In the same way, God is always the one that seeks us first, even when we are unfaithful. The Bible is full of beautiful images that illustrate this fact. For example, in the parable of the weeds and the wheat, God is the one that first plants the seeds.  Perhaps the strongest Biblical image of God seeking his people is marriage—that’s right, marriage. The Bible begins with the marriage of Adam and Eve, and ends with the Wedding Feast of the Lamb in Revelation. As a Church, we are called the Bride of Christ. Now, how many successful marriages do you know of where one spouse constantly has to seek the other for conversation or help, while the other just sits there without any kind of emotion or response? None. The point is, our efforts to pray and practice our faith are never one-sided. God seeks us before we even think to seek him. This Gospel reading tells us so, images throughout the Bible tell us so, and the desire in our heart to interact with God tells us so.

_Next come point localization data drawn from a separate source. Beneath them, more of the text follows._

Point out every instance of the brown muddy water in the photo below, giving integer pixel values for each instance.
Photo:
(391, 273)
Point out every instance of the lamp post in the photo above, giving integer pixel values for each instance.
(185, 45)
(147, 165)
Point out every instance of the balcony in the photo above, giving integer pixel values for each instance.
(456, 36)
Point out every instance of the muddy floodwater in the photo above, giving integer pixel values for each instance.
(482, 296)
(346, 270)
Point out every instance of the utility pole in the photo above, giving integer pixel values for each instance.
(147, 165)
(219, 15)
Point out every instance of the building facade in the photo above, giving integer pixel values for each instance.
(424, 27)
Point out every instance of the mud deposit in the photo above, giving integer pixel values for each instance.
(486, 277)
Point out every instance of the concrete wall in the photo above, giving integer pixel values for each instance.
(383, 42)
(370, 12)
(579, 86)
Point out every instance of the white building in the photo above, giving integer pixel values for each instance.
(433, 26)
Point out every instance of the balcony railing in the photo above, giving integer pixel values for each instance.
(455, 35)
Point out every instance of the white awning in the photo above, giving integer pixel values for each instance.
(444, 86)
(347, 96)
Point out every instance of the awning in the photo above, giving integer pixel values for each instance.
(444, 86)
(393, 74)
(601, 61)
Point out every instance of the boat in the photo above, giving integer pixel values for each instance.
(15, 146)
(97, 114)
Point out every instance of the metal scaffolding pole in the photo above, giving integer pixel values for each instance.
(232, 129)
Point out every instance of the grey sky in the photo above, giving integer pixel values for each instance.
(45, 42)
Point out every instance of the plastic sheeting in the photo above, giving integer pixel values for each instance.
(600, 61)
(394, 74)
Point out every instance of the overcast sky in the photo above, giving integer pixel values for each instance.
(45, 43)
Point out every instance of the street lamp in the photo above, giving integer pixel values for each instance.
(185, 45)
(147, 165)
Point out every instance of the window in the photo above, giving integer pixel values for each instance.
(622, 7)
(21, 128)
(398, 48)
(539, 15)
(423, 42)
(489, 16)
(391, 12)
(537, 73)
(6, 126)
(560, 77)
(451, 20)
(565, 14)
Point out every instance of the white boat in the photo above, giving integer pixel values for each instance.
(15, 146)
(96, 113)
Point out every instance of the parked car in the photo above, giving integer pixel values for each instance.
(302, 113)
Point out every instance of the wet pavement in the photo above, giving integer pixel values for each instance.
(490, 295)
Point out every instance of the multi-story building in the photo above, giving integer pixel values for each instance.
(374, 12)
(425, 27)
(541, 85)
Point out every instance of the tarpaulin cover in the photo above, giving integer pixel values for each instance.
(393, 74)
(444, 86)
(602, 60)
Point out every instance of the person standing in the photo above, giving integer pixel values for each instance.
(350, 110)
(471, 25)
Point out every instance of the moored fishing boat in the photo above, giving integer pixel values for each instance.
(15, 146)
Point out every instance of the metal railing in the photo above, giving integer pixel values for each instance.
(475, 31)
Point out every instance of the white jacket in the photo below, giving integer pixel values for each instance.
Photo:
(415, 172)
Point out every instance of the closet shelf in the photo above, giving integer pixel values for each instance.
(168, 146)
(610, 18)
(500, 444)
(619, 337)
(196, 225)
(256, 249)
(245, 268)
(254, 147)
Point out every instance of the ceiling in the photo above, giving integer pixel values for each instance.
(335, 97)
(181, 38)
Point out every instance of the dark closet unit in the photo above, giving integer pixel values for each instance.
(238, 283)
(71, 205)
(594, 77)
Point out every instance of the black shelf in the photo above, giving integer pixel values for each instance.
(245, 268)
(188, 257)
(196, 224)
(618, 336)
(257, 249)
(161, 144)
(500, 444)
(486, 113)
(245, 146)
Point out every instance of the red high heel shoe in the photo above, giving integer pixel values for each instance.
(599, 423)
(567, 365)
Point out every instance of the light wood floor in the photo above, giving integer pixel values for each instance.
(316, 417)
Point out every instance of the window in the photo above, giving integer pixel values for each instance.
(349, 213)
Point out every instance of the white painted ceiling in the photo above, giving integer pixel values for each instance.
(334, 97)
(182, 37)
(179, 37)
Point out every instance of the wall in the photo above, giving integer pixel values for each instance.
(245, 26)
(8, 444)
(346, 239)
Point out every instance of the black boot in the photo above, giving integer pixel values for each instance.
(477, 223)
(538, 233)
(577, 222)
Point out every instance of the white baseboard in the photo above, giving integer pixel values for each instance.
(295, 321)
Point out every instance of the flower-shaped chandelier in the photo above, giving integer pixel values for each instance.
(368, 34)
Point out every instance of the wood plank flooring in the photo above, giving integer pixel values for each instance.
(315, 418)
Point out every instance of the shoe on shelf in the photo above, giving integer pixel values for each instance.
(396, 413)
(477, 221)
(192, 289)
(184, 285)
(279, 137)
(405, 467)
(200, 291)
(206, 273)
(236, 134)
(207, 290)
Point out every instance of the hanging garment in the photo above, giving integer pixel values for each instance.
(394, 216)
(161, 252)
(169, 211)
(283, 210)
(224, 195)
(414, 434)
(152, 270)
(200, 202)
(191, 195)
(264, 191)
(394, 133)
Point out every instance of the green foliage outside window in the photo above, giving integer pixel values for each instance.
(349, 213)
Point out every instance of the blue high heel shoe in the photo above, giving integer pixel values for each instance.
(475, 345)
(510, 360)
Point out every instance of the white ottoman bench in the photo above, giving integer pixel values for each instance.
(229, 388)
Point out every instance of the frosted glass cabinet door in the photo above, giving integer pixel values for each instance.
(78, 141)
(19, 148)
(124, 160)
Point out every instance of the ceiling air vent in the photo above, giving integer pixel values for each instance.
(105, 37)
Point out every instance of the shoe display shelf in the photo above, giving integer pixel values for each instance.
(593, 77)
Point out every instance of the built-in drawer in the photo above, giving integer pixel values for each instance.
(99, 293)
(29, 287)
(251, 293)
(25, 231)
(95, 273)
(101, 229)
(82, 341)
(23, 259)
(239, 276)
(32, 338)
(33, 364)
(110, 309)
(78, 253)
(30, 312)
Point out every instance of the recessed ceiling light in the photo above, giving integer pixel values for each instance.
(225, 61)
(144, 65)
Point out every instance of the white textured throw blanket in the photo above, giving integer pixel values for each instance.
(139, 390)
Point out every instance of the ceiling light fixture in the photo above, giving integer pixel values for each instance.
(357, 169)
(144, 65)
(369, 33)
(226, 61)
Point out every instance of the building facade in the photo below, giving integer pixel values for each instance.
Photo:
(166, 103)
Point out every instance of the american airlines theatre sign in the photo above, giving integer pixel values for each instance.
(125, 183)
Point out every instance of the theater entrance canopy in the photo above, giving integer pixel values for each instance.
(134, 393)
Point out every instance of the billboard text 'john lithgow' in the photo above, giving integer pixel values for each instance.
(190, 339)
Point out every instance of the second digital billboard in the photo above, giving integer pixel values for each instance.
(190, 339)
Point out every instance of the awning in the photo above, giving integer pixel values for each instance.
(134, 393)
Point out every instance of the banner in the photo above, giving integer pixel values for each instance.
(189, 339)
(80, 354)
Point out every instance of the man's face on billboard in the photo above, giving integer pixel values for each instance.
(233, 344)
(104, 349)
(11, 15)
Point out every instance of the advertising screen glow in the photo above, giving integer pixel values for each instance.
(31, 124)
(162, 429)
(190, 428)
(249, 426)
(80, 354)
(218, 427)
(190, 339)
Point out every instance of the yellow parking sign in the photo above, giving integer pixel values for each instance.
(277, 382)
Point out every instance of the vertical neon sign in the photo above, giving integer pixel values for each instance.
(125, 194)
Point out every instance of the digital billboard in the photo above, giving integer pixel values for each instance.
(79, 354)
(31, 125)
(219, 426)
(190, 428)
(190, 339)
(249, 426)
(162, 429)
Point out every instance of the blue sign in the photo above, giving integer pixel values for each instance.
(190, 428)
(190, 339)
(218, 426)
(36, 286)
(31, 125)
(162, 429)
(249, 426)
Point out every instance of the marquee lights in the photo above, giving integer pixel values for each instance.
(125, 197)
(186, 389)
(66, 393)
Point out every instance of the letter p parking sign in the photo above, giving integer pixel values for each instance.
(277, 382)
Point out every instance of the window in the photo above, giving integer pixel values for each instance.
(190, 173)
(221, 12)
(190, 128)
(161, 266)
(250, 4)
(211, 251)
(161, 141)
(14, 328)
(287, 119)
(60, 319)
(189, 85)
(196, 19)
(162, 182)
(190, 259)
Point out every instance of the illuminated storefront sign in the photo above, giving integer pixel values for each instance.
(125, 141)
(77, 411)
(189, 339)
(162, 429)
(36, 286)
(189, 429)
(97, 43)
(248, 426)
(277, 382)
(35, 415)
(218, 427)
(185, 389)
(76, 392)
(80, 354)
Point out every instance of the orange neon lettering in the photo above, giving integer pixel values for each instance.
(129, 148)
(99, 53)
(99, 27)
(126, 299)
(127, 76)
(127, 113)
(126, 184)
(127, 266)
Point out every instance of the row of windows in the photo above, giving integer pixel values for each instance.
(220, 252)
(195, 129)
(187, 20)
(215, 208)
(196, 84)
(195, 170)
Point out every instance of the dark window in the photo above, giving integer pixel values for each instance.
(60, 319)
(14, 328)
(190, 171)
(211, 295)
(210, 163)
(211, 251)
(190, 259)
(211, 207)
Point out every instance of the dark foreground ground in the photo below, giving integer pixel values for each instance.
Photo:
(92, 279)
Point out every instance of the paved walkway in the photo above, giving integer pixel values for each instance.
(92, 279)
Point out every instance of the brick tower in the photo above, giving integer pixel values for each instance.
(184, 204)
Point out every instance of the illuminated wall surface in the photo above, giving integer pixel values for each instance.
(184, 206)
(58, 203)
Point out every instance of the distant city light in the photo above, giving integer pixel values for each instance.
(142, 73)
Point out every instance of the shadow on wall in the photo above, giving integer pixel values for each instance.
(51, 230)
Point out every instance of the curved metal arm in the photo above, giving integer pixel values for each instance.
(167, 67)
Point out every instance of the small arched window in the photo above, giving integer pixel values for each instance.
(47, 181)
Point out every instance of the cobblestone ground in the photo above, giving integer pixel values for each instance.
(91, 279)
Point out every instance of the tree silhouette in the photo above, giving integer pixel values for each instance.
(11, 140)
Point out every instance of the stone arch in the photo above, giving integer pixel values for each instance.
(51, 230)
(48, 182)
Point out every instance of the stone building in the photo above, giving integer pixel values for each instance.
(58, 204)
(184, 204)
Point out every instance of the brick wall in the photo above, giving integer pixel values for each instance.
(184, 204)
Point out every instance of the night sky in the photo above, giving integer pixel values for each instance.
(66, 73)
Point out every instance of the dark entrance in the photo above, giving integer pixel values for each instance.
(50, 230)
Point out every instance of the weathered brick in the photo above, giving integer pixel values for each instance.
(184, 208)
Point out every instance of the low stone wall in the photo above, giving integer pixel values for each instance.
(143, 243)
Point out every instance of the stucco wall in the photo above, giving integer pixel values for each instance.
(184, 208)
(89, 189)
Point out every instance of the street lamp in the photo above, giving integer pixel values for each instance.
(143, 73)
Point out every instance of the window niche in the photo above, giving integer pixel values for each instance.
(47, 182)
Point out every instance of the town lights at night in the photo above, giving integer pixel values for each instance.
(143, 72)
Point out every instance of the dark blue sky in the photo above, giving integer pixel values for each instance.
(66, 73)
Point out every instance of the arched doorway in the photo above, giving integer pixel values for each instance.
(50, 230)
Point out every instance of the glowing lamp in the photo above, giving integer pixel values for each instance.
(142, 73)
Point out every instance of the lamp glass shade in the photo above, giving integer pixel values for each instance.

At this point, many people would probably refer to today’s Gospel and ask why God would keep trying to win over murderous, terribly sinful people. That’s a very logical point. After all, in any kind of human relationship, if one person greatly wrongs another, that original, strong relationship is very hard to reestablish even if the two people reconcile. This contradiction is how we know that God is first and foremost a father: even if we abandon him, he can never abandon us. Think about the beginning of the Bible, in Genesis. God created humans as the perfect image of his love. He did not have to create us, but he did anyway. He did not create us in the beginning to sin. That was our free choice, and now we are all destined to sin and to eventually die. However, God still remembers what life was like before the fall. He still remembers that He created us as perfect images of His love. It’s just like any other father-son or father-daughter relationship: even when that son or daughter drives the parent crazy, the parent remembers holding that child just after its birth, and cannot somehow erase that bond. In the same way, no matter how much we drive God crazy, he cannot somehow forget that we are his children created in His image. This is why he continues to seek us. I think of the following verse in Isaiah chapter 49: “Can a mother forget her infant, be without tenderness for the child of her womb? Even should she forget, I will never forget you.”
It is so easy to forget that God seeks us first. When we go through trying times in our faith, we must remember that it is never we who seek God. From our birth and our baptism, God has claimed us as His own, and will never be without compassion for us.